Generative adversarial networks are an emerging technique with wide applications in machine learning, which have achieved dramatic success in a number of challenging tasks including image and video generation. When equipped with quantum processors, their quantum counterparts—called quantum generative adversarial networks (QGANs)—may even exhibit exponential advantages in certain machine learning applications. Here, we report an experimental implementation of a QGAN using a programmable superconducting processor, in which both the generator and the discriminator are parameterized via layers of single- and two-qubit quantum gates. The programmed QGAN runs automatically several rounds of adversarial learning with quantum gradients to achieve a Nash equilibrium point, where the generator can replicate data samples that mimic the ones from the training set. Our implementation is promising to scale up to noisy intermediate-scale quantum devices, thus paving the way for experimental explorations of quantum advantages in practical applications with near-term quantum technologies.

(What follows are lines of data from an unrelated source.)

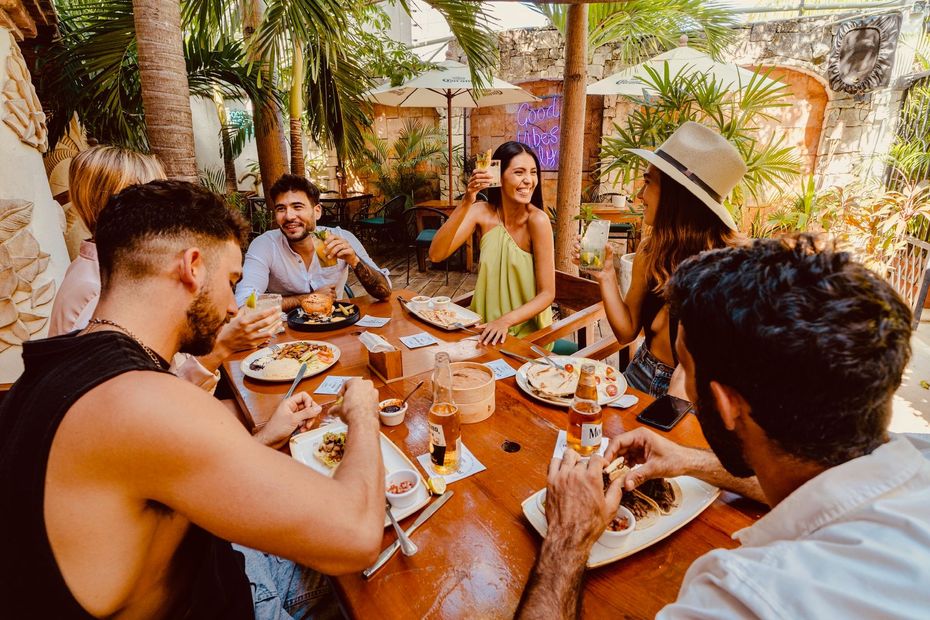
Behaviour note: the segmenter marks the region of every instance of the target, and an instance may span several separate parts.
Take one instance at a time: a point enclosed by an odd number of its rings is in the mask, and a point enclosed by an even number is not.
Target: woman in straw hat
[[[626,299],[620,296],[614,269],[593,275],[600,284],[617,341],[632,342],[640,330],[645,335],[645,342],[623,373],[627,383],[658,397],[668,391],[678,363],[678,324],[669,317],[662,289],[686,258],[739,241],[736,222],[722,203],[743,178],[746,164],[720,134],[690,121],[655,151],[630,151],[649,162],[637,197],[645,207],[644,222],[652,226],[652,233],[633,259]],[[579,253],[580,245],[576,244],[576,262]],[[613,265],[609,245],[604,264]]]

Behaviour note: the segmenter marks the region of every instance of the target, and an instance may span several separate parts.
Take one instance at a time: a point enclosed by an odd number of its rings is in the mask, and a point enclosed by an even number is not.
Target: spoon
[[[419,549],[413,544],[413,541],[407,538],[407,535],[404,534],[404,530],[400,529],[400,524],[397,523],[397,519],[394,518],[394,513],[391,512],[391,505],[385,504],[384,511],[387,512],[388,517],[391,519],[391,524],[394,526],[394,531],[397,532],[397,540],[400,541],[400,551],[404,555],[414,555]]]
[[[468,327],[465,327],[465,325],[464,325],[463,323],[453,323],[453,324],[451,325],[451,327],[454,327],[455,329],[460,329],[460,330],[462,330],[463,332],[468,332],[468,333],[470,333],[470,334],[477,334],[477,335],[479,335],[479,336],[481,335],[481,332],[479,332],[479,331],[476,330],[476,329],[470,329],[470,328],[468,328]]]
[[[411,396],[413,396],[413,393],[414,393],[414,392],[416,392],[416,391],[419,390],[421,387],[423,387],[423,384],[424,384],[424,383],[426,383],[426,380],[420,381],[419,383],[417,383],[416,387],[414,387],[412,390],[410,390],[409,392],[407,392],[407,395],[404,397],[404,400],[400,401],[400,406],[403,407],[403,406],[404,406],[404,403],[406,403],[407,400],[408,400]]]
[[[565,370],[565,366],[563,366],[559,362],[549,357],[552,354],[546,351],[545,349],[543,349],[542,347],[538,347],[535,344],[531,344],[530,349],[532,349],[533,352],[536,353],[537,355],[541,355],[543,360],[546,363],[548,363],[550,366],[552,366],[553,368],[558,368],[559,370]]]

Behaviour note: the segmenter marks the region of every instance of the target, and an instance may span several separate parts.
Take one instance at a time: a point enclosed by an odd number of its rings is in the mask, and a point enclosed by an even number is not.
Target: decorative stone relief
[[[861,95],[887,86],[900,29],[900,13],[858,17],[841,23],[827,61],[830,88]]]
[[[55,280],[49,255],[29,231],[33,204],[0,200],[0,352],[21,345],[48,321]]]
[[[6,59],[6,81],[3,84],[3,122],[22,142],[44,153],[48,150],[48,129],[45,112],[29,79],[29,69],[19,46],[10,36],[10,55]]]

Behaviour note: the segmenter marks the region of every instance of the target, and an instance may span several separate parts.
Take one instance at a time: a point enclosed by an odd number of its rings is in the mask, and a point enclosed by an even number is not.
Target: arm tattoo
[[[362,283],[362,286],[372,297],[387,299],[391,296],[391,286],[385,275],[372,269],[365,261],[358,261],[355,266],[355,277],[358,278],[358,281]]]

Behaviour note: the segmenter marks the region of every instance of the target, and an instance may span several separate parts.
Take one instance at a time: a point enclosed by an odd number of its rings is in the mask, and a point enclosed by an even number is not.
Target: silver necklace
[[[138,336],[136,336],[134,333],[132,333],[131,331],[129,331],[128,329],[120,325],[119,323],[115,321],[111,321],[109,319],[91,319],[90,323],[92,325],[109,325],[110,327],[115,327],[116,329],[125,333],[127,336],[135,340],[136,344],[142,347],[142,349],[146,353],[148,353],[148,356],[152,358],[152,361],[155,362],[156,366],[158,366],[159,368],[164,368],[164,365],[162,364],[161,358],[158,356],[158,353],[156,353],[153,349],[148,347],[144,342],[139,340]]]

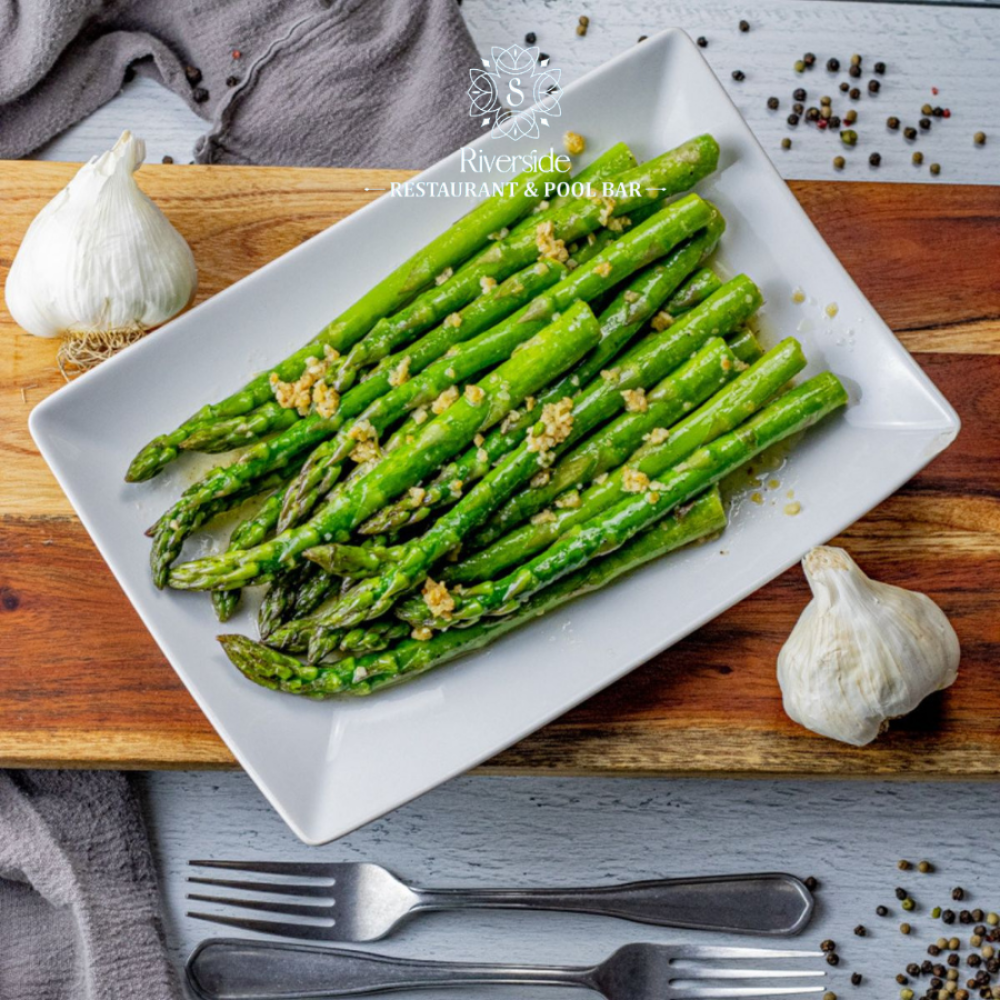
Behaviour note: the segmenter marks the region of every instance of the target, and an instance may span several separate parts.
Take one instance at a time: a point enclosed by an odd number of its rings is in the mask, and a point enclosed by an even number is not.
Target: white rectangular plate
[[[824,244],[683,32],[666,31],[566,88],[540,147],[558,147],[566,128],[591,151],[625,140],[640,159],[702,132],[718,139],[720,170],[698,190],[729,223],[722,267],[763,288],[767,339],[798,336],[809,371],[829,368],[851,391],[847,412],[810,432],[782,472],[779,495],[795,490],[799,516],[786,516],[783,502],[742,505],[724,543],[648,566],[370,699],[317,703],[244,680],[215,641],[205,596],[161,593],[149,577],[143,531],[203,466],[188,459],[141,486],[123,482],[125,468],[147,440],[305,342],[468,207],[447,199],[380,198],[31,415],[42,454],[174,669],[308,843],[420,795],[628,673],[861,517],[958,433],[954,411]],[[521,153],[528,140],[481,142]],[[468,179],[457,154],[423,176]],[[798,287],[802,304],[792,302]],[[832,319],[829,303],[839,307]],[[185,557],[204,548],[196,539]],[[249,612],[232,624],[253,634]]]

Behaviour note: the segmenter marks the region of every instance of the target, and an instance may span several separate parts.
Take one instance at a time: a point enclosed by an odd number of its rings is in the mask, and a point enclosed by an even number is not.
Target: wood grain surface
[[[0,163],[0,282],[28,222],[72,173]],[[403,173],[143,169],[194,250],[199,297],[364,204]],[[774,662],[807,600],[792,570],[608,691],[490,761],[492,771],[1000,775],[1000,189],[798,182],[862,290],[958,409],[957,442],[839,541],[929,593],[962,641],[958,683],[874,747],[784,716]],[[0,309],[0,764],[232,766],[39,457],[34,403],[55,344]]]

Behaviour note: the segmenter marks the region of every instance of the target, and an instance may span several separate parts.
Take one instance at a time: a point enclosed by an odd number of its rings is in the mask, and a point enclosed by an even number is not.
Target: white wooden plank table
[[[910,149],[888,134],[884,119],[913,120],[924,101],[949,107],[920,147],[938,160],[942,180],[1000,180],[1000,110],[995,54],[1000,10],[989,3],[864,4],[837,0],[759,0],[753,5],[705,0],[465,0],[463,12],[484,52],[522,41],[538,44],[564,71],[564,83],[636,44],[642,34],[678,25],[709,40],[705,55],[788,178],[927,179],[910,163]],[[576,19],[587,14],[585,38]],[[741,18],[751,31],[737,29]],[[792,70],[805,51],[818,67],[802,77]],[[870,65],[889,67],[877,98],[859,109],[861,140],[851,166],[835,174],[839,143],[802,125],[789,131],[791,91],[804,86],[808,103],[839,92],[822,68],[831,55],[846,65],[859,52]],[[746,73],[743,83],[733,69]],[[866,77],[867,79],[867,77]],[[930,88],[939,88],[933,96]],[[781,99],[779,112],[766,100]],[[848,105],[850,106],[850,105]],[[871,124],[869,124],[871,122]],[[570,123],[567,123],[569,126]],[[42,152],[81,160],[109,146],[126,127],[141,128],[151,160],[190,157],[207,123],[155,83],[135,79],[122,94],[68,130]],[[972,134],[990,135],[984,148]],[[780,149],[783,136],[793,149]],[[878,172],[867,164],[879,151]],[[862,155],[863,154],[863,155]],[[355,834],[311,849],[298,843],[242,774],[149,774],[139,779],[163,879],[170,947],[178,963],[213,933],[184,916],[184,876],[191,857],[245,857],[380,861],[428,885],[587,883],[660,875],[785,869],[822,883],[816,921],[803,943],[832,936],[843,964],[831,987],[840,997],[884,1000],[895,996],[893,976],[920,960],[938,936],[926,915],[946,905],[953,885],[969,891],[970,905],[1000,909],[1000,875],[989,860],[1000,824],[1000,795],[989,785],[876,782],[672,782],[572,778],[461,778]],[[899,857],[928,857],[939,874],[901,876]],[[893,889],[911,887],[919,903],[913,938],[897,929],[900,915],[879,920],[879,903],[896,909]],[[869,936],[851,929],[865,923]],[[936,925],[935,925],[936,926]],[[962,935],[965,936],[964,934]],[[494,961],[595,961],[629,940],[685,940],[692,935],[636,928],[579,916],[437,915],[416,922],[379,947],[390,953]],[[851,971],[865,981],[849,985]],[[446,993],[424,993],[446,997]],[[451,994],[459,995],[459,994]],[[463,991],[462,995],[469,995]],[[483,993],[487,995],[487,993]],[[492,990],[498,998],[559,997],[564,991]]]

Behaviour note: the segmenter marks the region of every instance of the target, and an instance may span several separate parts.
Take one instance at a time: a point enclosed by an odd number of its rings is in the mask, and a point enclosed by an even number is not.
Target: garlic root
[[[791,719],[864,746],[954,683],[958,636],[926,594],[871,580],[830,546],[809,552],[802,568],[813,600],[778,656]]]

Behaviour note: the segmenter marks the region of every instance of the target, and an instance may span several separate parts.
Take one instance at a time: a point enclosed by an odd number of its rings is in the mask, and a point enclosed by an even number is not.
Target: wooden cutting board
[[[74,169],[0,163],[0,282]],[[201,299],[406,176],[149,166],[141,182],[190,242]],[[961,414],[958,441],[837,539],[942,605],[962,641],[958,683],[870,748],[799,729],[774,679],[808,599],[794,569],[487,770],[1000,776],[1000,187],[792,189]],[[28,435],[31,407],[62,384],[54,357],[0,307],[0,765],[232,766]]]

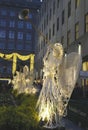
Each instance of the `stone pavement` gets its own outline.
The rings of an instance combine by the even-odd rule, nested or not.
[[[64,119],[64,123],[65,123],[66,130],[86,130],[77,126],[76,124],[74,124],[72,121],[68,119]]]

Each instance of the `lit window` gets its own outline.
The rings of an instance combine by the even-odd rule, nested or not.
[[[22,40],[23,39],[23,32],[18,32],[18,40]]]
[[[26,28],[27,28],[27,29],[32,29],[32,24],[29,23],[29,22],[27,22],[27,23],[26,23]]]
[[[18,28],[23,28],[23,21],[18,22]]]
[[[30,41],[30,40],[31,40],[31,34],[29,34],[29,33],[26,34],[26,40],[27,40],[27,41]]]
[[[83,71],[88,71],[88,61],[85,61],[85,62],[83,62],[83,64],[82,64],[82,70]],[[84,85],[88,85],[88,79],[85,79],[85,81],[84,81],[84,79],[82,80],[82,85],[84,86]]]
[[[75,40],[79,38],[79,23],[75,24]]]
[[[0,20],[0,26],[5,27],[6,26],[6,21],[4,19]]]
[[[68,31],[68,33],[67,33],[67,44],[68,45],[71,44],[71,31]]]
[[[75,8],[79,6],[80,0],[75,0]]]
[[[6,31],[0,30],[0,38],[6,38]]]
[[[88,14],[85,16],[85,32],[88,32]]]
[[[9,31],[9,38],[14,39],[14,31]]]
[[[10,16],[15,16],[15,12],[14,11],[10,11]]]
[[[5,9],[1,9],[1,15],[6,15],[6,14],[7,14],[6,10]]]
[[[83,62],[82,68],[83,68],[83,71],[88,71],[88,61]]]
[[[14,27],[15,27],[15,21],[10,21],[10,22],[9,22],[9,27],[14,28]]]

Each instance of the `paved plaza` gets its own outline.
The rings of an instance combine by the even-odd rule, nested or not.
[[[80,126],[77,126],[75,123],[68,119],[64,119],[66,130],[86,130],[84,128],[81,128]]]

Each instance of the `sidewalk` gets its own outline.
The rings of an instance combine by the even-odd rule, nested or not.
[[[68,119],[64,119],[64,123],[65,123],[66,130],[86,130],[77,126],[76,124],[74,124],[72,121]]]

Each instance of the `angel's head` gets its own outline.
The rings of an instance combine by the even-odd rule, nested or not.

生成对抗网络是一种在机器学习中具有广泛应用的新兴技术，在包括图像和视频生成在内的许多具有挑战性的任务中取得了巨大的成功。当配备量子处理器时，它们的量子对应物——称为量子生成对抗网络 (QGAN)——甚至可能在某些机器学习应用中表现出指数级的优势。在这里，我们报告了使用可编程超导处理器的 QGAN 的实验实现，其中生成器和鉴别器都通过单量子位和双量子位量子门层进行参数化。编程的 QGAN 自动运行多轮具有量子梯度的对抗性学习，以达到纳什平衡点，生成器可以复制模拟训练集中样本的数据样本。我们的实现有望扩大到嘈杂的中等规模量子设备，从而为使用近期量子技术在实际应用中实验探索量子优势铺平道路。